Si les entreprises ne sont pas capables de surmonter les problèmes qui les ont menées dans ce creux numérique, les choses ne font qu'empirer. « Par exemple, elles peuvent être prises dans une spirale de sous-investissements, ou de ROI insuffisants, et entretenir le doute, jusqu'à tuer dans l’œuf toute initiative numérique », met en garde le vice-président d’Everest Research. Mais, avant cela, l’IT peut prendre certaines mesures pour faire sortir l'entreprise de cette phase de dépression, voire même l’aider à y échapper complètement. « Le plus important est d'avoir une vision claire des objectifs stratégiques de l’entreprise », a expliqué Chirajeet Sengupta. « Donc, quel est l’objectif : l'efficacité ou la croissance ? » Cette clarification permet d'identifier plus facilement les mesures à prendre pour poursuivre ses efforts dans l’adoption numérique.

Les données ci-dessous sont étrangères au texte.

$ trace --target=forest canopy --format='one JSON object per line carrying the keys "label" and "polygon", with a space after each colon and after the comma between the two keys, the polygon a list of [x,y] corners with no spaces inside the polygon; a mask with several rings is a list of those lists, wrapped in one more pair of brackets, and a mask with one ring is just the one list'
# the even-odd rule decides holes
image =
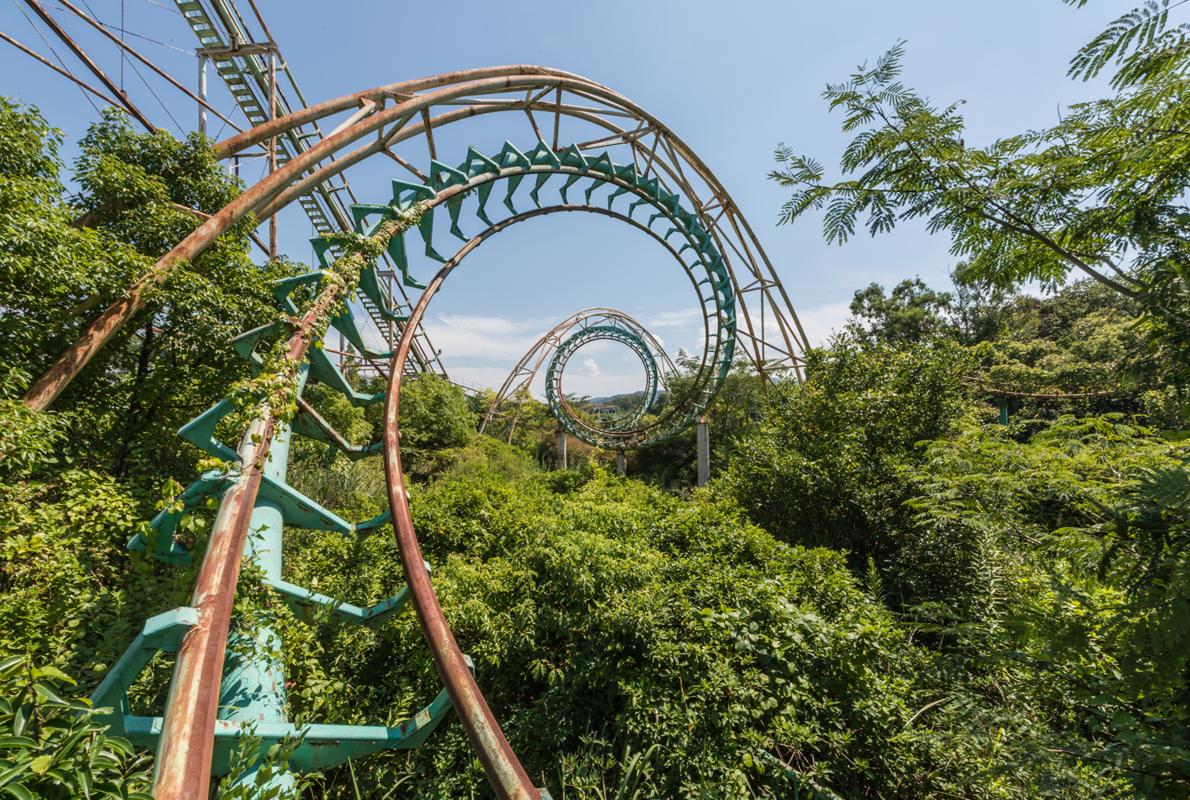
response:
{"label": "forest canopy", "polygon": [[[1190,796],[1190,39],[1167,2],[1115,20],[1071,76],[1113,94],[969,145],[957,105],[900,83],[896,45],[827,88],[840,170],[782,148],[794,221],[827,239],[925,219],[951,286],[860,287],[851,319],[765,385],[738,363],[694,433],[576,448],[528,401],[506,442],[483,398],[401,393],[411,507],[493,711],[557,799]],[[0,794],[148,796],[152,756],[83,699],[198,558],[130,550],[211,467],[175,431],[250,375],[232,339],[277,317],[244,220],[175,271],[51,411],[21,394],[96,311],[242,190],[195,135],[96,123],[62,163],[0,99]],[[362,387],[375,377],[351,375]],[[671,389],[681,393],[681,375]],[[312,381],[351,442],[376,407]],[[609,404],[628,399],[610,399]],[[362,457],[355,457],[362,456]],[[292,486],[346,519],[388,508],[378,455],[295,437]],[[201,555],[213,508],[180,515]],[[286,580],[357,604],[403,585],[388,526],[284,532]],[[392,725],[440,688],[416,618],[299,618],[251,570],[236,631],[274,630],[287,713]],[[164,701],[171,663],[131,688]],[[248,749],[243,779],[256,767]],[[282,769],[287,751],[269,754]],[[225,780],[218,796],[246,796]],[[462,727],[307,776],[303,798],[490,796]]]}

De plus, il faut que les équipes chargées de la transformation numérique soient transversales et qu’elles s’engagent à prendre un certain nombre de décisions en commun. « Dans la plupart des entreprises, la transversalité est possible, mais les incitations individuelles finissent souvent par prévaloir », a encore déclaré Chirajeet Sengupta. « Un réalignement à chaque niveau s’impose, au niveau stratégique comme au niveau individuel ». L’IT doit également aider l'entreprise à avoir plus de visibilité sur l’ajout d’une nouvelle technologie, aussi bien dans le processus d'affaires, que dans les changements organisationnels nécessaires pour tirer une valeur commerciale de ces évolutions. Enfin, l’IT doit ramener l’entreprise à des objectifs réalistes, et lui faire prendre en compte les obstacles potentiels à la transformation numérique. « Certains de ces défis sont incontournables », a déclaré Chirajeet Sengupta. « Il est très important de les anticiper et de se préparer au lieu d'attendre que les choses changent radicalement du jour au lendemain ».